Ekoos members at a recent weekend workshop. Conductor Peter Dent is at front right.

Ekoos members at a recent weekend workshop. Conductor Peter Dent is at front right.

Songs in the key of Spring

Ekoos is ready for their spring concert featuring the cycle of the seasons

or its spring concert, Ekoos Vocal Ensemble will present two major works: Mass for Four Voices by William Byrd and the Gartenlieder by Fanny Hensel (née Mendelssohn).

William Byrd hardly needs introduction to classical music lovers. Fanny Hensel, however, is fairly unknown, and certainly less well-known than her brother, Felix Mendelssohn.

The Gartenlieder — six “garden songs” — exemplify Fanny’s love for her Gartenhaus, where her choir rehearsed. They were published in 1846, just one year before her death. The lyrics are based on poems by German romantic poets, including one written by her husband, Wilhelm (No. 4).

The cycle of the seasons, forests, water, and the natural world provided the beautiful images and philosophical symbols in her songs. She used “text painting” to illuminate the mood of each poet’s words through harmonic progressions and melodic figures.

It is a pleasure for Ekoos to present the Gartenlieder, by a woman whose artistic achievement is superb and deserves much broader musical exposure.

Regarding the Mass by Byrd, conductor Peter Dent points out that the choir’s performance, May 6 in Sooke, will feature some of the members singing in solo voices.

“I have taken the editorial advice of Henry Washington in designating several sections to be sung by solo voices. It is a pleasure to work with a choir with the vocal ability to perform these sections that way,” said Dent.

Ekoos is pleased to welcome three new singers this season: Dianne Copeland, Deborah Lambert, and Svetlana Prissick, all of whom are singing alto! Lambert has sung with many choirs on the Island but when she recently moved to Sooke to join a veterinary practice, she was drawn to Ekoos.

“I like that the repertoire is challenging and that it’s wide ranging, not limited to sacred and early music,” she said.

“Our only lament is that we haven’t attracted more men. The women’s sections are now well balanced, but we would love to have more tenors and basses,” added alto Merle Fulton.

Besides choral pieces, the concert will feature guitar and flute duets by the choir’s own Fred Andrew and Warren Moore. The duo will perform pieces by Sanz and Bach as well as traditional folk songs.

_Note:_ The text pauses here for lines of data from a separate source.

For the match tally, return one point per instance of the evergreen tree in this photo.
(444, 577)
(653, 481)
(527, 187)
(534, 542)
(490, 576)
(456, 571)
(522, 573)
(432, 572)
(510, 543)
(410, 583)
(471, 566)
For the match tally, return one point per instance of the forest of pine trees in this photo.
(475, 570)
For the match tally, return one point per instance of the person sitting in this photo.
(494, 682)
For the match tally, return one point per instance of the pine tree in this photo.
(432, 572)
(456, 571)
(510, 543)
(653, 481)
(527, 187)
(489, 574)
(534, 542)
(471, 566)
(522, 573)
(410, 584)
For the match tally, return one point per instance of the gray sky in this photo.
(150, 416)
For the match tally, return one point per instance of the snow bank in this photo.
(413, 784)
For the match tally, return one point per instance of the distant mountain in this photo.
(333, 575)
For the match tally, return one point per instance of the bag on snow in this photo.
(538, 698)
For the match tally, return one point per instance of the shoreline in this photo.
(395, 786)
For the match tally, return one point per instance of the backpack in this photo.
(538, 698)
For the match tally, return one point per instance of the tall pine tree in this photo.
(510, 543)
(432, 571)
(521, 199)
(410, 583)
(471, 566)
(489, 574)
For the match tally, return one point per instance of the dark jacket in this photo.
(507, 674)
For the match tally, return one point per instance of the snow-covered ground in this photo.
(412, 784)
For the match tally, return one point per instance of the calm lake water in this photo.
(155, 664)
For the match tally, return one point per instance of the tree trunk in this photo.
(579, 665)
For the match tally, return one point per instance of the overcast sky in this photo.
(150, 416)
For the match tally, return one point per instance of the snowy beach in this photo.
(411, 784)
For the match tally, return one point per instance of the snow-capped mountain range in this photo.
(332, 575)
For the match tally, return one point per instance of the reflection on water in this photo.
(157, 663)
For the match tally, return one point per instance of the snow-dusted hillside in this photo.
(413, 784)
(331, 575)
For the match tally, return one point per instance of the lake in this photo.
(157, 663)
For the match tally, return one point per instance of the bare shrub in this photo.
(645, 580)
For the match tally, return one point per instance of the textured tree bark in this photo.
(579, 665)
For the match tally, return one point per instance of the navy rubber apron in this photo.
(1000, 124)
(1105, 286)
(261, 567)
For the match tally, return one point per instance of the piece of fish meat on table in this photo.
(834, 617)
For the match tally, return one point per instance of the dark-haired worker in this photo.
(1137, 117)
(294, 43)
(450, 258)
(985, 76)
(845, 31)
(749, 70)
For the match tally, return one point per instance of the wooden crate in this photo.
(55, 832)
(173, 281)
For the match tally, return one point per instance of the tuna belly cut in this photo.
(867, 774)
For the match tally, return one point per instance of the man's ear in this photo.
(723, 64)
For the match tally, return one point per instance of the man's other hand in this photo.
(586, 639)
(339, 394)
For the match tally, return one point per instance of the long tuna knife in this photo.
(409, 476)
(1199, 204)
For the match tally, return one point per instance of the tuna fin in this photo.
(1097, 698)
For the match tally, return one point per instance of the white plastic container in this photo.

Peter Dent provided the following additional notes about Byrd and Hensel.

William Byrd (1540-1623) is generally recognized as the greatest English composer of the 16th century. A measure of his stature was that in the volatile world of the English Reformation he was able to write music for both the English and the Catholic Church. Queen Elizabeth granted him royal protection in spite of his Catholic sympathies.

Byrd wrote three masses, for three, four and five voices. The Mass for Four Voices, which was probably the first to be composed, is partly modelled on John Taverner’s Mean Mass, a highly regarded early Tudor setting which Byrd would probably have sung as a choirboy. Taverner’s influence is particularly clear in the scale figures rising successively through a fifth, a sixth and a seventh in Byrd’s setting of the Sanctus.

Fanny Hensel (1805-1847) was born Fanny Mendelssohn. She was a superb pianist and also composed almost 500 pieces of music, although very few were published during her lifetime. A number of her songs were originally published under her brother, Felix’s name in his opus 8 and 9 collections.

She was limited by prevailing attitudes of the time toward women, attitudes apparently shared by her father, who was tolerant, rather than supportive of her activities as a composer. Her father wrote to her in 1820, “Music will perhaps become his (i.e. Felix’s) profession, while for you it can and must be only an ornament.”

On May 14, 1847, a reviewer of her work, the Gartenlieder, stated, “The harmonic treatment is quite refined and makes one aware of an artistically tasteful hand. Above all of the songs hangs a gentle, poetic sentiment.”

Sadly, Fanny Hensel died the same day as these words were written, the victim of a stroke.

Ekoos will do its best to convey her artistry. The choir will also perform music by the early Flemish composer Jacob Obrecht, Canadians Dr. Healey Willan and Stephen Chatman, and  the 19th century Irish Composer Sir Charles Villiers Stanford.

Concert Times and Venues

The program will first performed in North Saanich on Saturday May 5 at 7:30 p.m., at the Holy Trinity Church, 1319 Mills Road.

It will be performed in Sooke on Sunday May 6th at 7:30 p.m. at Holy Trinity Church, 1962 Murray Road.

Tickets available at the Reading Room Bookstore and at the door.